- Born: 1970 (age 55–56) Virginia, United States
- Education: University of Iowa
- Occupation: Film director/producer

= Sarah Price (filmmaker) =

American film director

Sarah Price (born 1970) is an American filmmaker, director and producer known for the feature documentary American Movie (1999 Winner of the Grand Jury Prize for Documentary at the Sundance Film Festival, released by Sony Pictures Classics).

Price is a member of the Directors Guild of America.
==Early life==
Price spent the first five years of her life in London, England, her early school years in the American Midwest and East Coast, and later attended high school at the International Schools in Frankfurt, Germany and Nairobi, Kenya. Price was educated at the University of Iowa.

==Career==
She directed Caesar's Park (2001 SXSW Int'l Film Fest, Sundance Channel), The Yes Men (2003 Toronto Int'l Film Festival, released by United Artist/MGM), and Summercamp! (2006 Toronto Int'l Film Fest, Sundance Channel). Price was also a cinematographer on The Yes Men Fix the World (2009 Sundance Film Fest/HBO), and a Co-Producer of Youssou N’dour: I Bring What I Love (2008 Toronto Int’l Fest). In 2009, she expanded into commercial directing and is represented by Independent Media Inc. Sarah further expanded into episodic television in 2014, directing The Carrie Diaries for Warner Brothers.

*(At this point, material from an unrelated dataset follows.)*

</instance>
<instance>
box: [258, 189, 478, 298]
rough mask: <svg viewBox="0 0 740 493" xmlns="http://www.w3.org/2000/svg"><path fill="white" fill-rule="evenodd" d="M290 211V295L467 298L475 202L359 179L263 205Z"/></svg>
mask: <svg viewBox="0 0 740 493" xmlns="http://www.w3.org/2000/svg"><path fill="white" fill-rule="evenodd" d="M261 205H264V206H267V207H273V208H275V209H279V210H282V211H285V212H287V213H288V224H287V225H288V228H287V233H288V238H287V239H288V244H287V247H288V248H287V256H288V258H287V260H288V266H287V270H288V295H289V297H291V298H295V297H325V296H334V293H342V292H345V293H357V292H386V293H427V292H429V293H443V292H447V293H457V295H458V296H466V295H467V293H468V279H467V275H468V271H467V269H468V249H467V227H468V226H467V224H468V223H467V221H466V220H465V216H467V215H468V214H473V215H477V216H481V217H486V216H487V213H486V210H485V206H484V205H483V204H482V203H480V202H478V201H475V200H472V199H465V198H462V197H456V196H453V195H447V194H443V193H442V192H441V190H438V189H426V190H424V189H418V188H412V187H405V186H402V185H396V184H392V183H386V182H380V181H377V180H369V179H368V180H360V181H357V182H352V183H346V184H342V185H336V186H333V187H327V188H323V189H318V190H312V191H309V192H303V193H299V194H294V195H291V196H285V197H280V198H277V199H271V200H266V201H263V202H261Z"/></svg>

In 2016, Sarah Price's documentary film L7: Pretend We're Dead was first screened. Price describes hearing a song by L7 while working as a DJ at her college radio station as the seed of her curiosity and interest in the group. The film was nominated for the Jury Prize at the 2017 Hollywood Film Festival and for the Indiemusic Schweppes Award at the IndieLisboa International Independent Film Festival in 2018. "L7: Pretend We're Dead" won the Jury Prize at the Bordeaux Rock - Musical Ecran in 2018.